It is no secret that Droupadi Murmu, the National Democratic Alliance (NDA) nominee for the July 18 Presidential election, was on the short list for the same in 2017 as well. The candidate herself acknowledged it when the BJP leadership announced that she was in the fray this year.
At that time, at the age of 59, she was considered to have time on her side. In 2022, the time seems to have arrived for a woman tribal candidate to occupy the highest office in the country, the beating heart of the Indian Republic, so to speak.
When she was born in 1958, in the district of Mayurbhanj in Odisha, there was nothing to foretell that she was headed to the Rashtrapati Bhavan. She was educated at the Unit II High School and Rama Devi College (now University), both in Bhubaneswar.
She went on to work as a junior assistant in the State Irrigation and Power Department from 1979 to 1983, and then as a teacher at Sri Aurobindo Integral Education Centre at Rairangpur till 1997.
It was during her stint in Rairangpur that she got interested in politics and joined the Bharatiya Janata Party (BJP). In 1997, she was elected to the Rairangpur Corporation and became the Vice-Chairperson of the civic body.
Her political rise has since then been steady. It was a time when the BJP was in an alliance with the Naveen Patnaik-led Biju Janata Dal. In 2000, as the parties contested together, Ms. Murmu won her first Assembly election.
When the coalition came to power, she was chosen to be a Minister, first for Transport and Commerce and then for Fisheries and Animal Husbandry.
She was given independent charge, a rare responsibility for a first-time MLA. When the alliance between the BJP and the BJD ended, Ms. Murmu continued to nurture her constituency, Rairangpur, and despite a Naveen Patnaik wave in 2009, she managed to retain her seat.
But this was also the year that she suffered the loss of her 25-year-old son, which she later said in an interview plunged her into depression, and drew her close to spirituality.
The personal tragedies, however, were not to end. She lost her second son in 2013, and her husband, Shyam Charan Murmu, a bank official, in 2014, leaving her with her daughter, Itishree Murmu.
In 2015, Ms. Murmu was appointed Governor of Jharkhand. It was never an easy assignment for the occupant of the Raj Bhavan in Jharkhand, the State born out of a people’s struggle to foreground the political and social rights of tribal communities.
There were frequent changes of government and MLAs often switched loyalties. Ms. Murmu, however, created a record of being the first Governor to complete a full term and then served an an extra year before exiting the office in 2021.

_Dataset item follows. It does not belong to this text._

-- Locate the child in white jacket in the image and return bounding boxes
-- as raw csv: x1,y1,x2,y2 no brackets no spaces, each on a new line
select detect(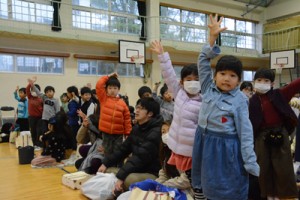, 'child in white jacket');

When Ms. Murmu became Governor, there was a BJP government in Jharkhand. The Raghubar Das-led government brought in two Bills to amend the Chota Nagpur Tenancy Act, 1908, and the Santhal Pargana Tenancy Act, 1949. These amendments related to allowing conversion of land use in tribal areas from agriculture to commercial purposes, and set off a major uproar among tribal groups and civil society.
These Acts were articles of faith in the battle for land rights and rights over natural resources for tribal communities, fought and won in the teeth of opposition and against the British colonial rule. To amend these Acts was akin to a reversal of any gains made by tribal people in terms of land rights.
Ms. Murmu as Governor, someone constitutionally empowered to intervene in issues related to scheduled areas, soon intervened and rejected the two Bills when they were presented to her, an act which won her approbation from the Opposition, with current Chief Minister Hemant Soren lauding her for her “sensitivity” for “providing a balm to society that was on the boil for the last six months”.
When the government changed in Jharkhand in 2019, Mr. Soren and Ms. Murmu managed a good working relationship. Ironically, Mr. Soren is part of the Opposition grouping, which has announced former Yashwant Sinha, a former Finance Minister (in the Vajpayee-led NDA government) as its presidential candidate.
The distance travelled by Ms. Murmu, from Rairangpur to the Raisina Hills, is akin to the lonely, tough furrow ploughed by tribal communities in India, who, despite being at the forefront of India’s struggles against the British colonial rule, had to wait till the Republic’s 75th anniversary to get its shot at the top job.